Grease the insert of a slow cooker or instant pot. (I used butter and a light coating of coconut oil spray.) Melt butter and set aside. Whisk flour, sweetener, cocoa, protein powder, baking powder and salt in a medium bowl. Stir together the melted butter, eggs, milk and vanilla. Mix into the dry ingredients and stir until all combined.  Stir in the chocolate chips. Pour the batter into the greased insert. In a slow cooker, cook for 2 1/2 hours on low heat. If using an Instant Pot, select the slow cooker mode, at normal heat, and cook for 2 1/2 hours or until a toothpick inserted, comes out clean. Allow to cool for 10 to 15 minutes. Cut into 10 slices. If desired, garnish with a small dollop (2 tablespoons) of whipped cream and half of a sliced strawberry.

**Lakanto Baking Sweetener has a finer texture than the regular Classic Sweetener.

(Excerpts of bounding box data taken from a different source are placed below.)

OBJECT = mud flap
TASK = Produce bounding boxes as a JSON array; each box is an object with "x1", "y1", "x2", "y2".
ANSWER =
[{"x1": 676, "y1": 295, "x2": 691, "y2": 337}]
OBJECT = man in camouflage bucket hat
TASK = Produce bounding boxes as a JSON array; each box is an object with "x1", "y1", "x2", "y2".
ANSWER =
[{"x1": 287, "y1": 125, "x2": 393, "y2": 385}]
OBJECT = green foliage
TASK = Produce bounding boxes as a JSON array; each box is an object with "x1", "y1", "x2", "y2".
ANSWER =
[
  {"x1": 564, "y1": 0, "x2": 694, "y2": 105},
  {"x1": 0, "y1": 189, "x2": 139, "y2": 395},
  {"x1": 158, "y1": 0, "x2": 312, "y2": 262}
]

If you do not have the Baking Sweetener in your pantry, you can process the Classic Sweetener in a food processor, to create a finer texture.

***I used macadamia milk.

Nutritional info per slice without garnishes, approximately:

183.4 calories ~ 17.3 grams fat ~ 3.4 grams net carbs ~ 7.37 grams protein

Nutritional info per slice with whipped cream & strawberry garnishes:

236.8 calories ~ 22.7 grams fat ~ 4.3 grams net carbs ~ 7.85 grams protein

Note: My non-Keto husband loved this cake! It is moist, rich and flavorful. He had a scoop of vanilla ice cream on top of his warm cake & I had whipped cream and half of a strawberry on my slice. Especially when chilled, I think this cake tastes like a fudgey  brownie.

1 comment:

  1. Could I use erythritol or powdered erythritol instead?